トイレ室がもともとなかったのに、のこしてあれば次のテナントは内装費用が軽減されるから入りやすいかもしれない。

このあたりを突く交渉をすべきなのです。

そこで! 交渉はご自身でなくて別の方が良い。一番うまくいくのは不動産管理会社さんが前向きに検討して貸主さんに交渉してもらえると成功率が高いです。

次に、スケルトン解体・スケルトン返しをする施工業者さん(できれば解体屋さんじゃなくて、スケルトン専門・原状回復に精通している業者や建築会社)がベストです。

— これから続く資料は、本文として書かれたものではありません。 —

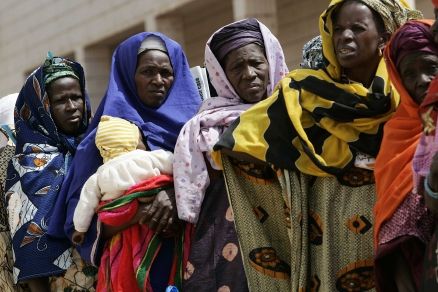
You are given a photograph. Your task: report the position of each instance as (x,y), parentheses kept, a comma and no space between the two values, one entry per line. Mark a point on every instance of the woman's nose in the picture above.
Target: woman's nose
(249,73)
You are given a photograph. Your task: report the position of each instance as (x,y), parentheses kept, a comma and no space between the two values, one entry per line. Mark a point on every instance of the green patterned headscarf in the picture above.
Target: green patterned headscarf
(57,67)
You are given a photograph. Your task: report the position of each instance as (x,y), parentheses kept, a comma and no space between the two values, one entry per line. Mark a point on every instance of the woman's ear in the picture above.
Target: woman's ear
(383,39)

貸主さんにとって少しでも有利な情報を流す立場として、借主よりも専門の業者さんの方が良いのです。


交渉して、一切認められなくても諦めてはいけません

次にできることは、スケルトン解体したあとの補修項目を最大限削減することです。

これはかなり重要なポイントです。必ずすべき内容です!


別のページでも紹介しましたが、原状回復に伴うスケルトン工事・スケルトン返しは、解体と処分をすれば完了するわけではありません。

必ず設備工事(水道工事・電気工事他)が発生するのと、少なからず補修工事が発生します。

その付帯工事をいかに軽減するかどうかなのです。

原状回復に伴うスケルトン工事と担当する会社が決まったら、

3社(貸主・借主・施工業者)で事前に施工内容と範囲を確認する機会を設けるのです。

その時は、施工業者さんと話をしておき自分たちではこの範囲まで対応はするけれど、ここから先のラインは施工したくない、自分たちで負担はできないと線引きをしておくことです。

このラインは実際にはあいまいな部分もあるので、交渉することが決して強引な要望を出しているわけではないので、業者さんの言葉・力をかりて是非取り決めてください。


この交渉が無いと、スケルトン施工後のチェックの際に、あれもこれもと補修項目を突き付けられてしまったり

退去日の期日目前で慌てて対応しなければならなくなって、

結局業者さんにも高い追加費用を請求されるなんてことが往々にして現実になってしまうのです。


結論

的確な施工範囲・施工内容を施工業者と共有する。出来る業者に依頼する。

共通認識をもって交渉をする、代行してもらう。

ことで少しでも削減になることは間違いないでしょう。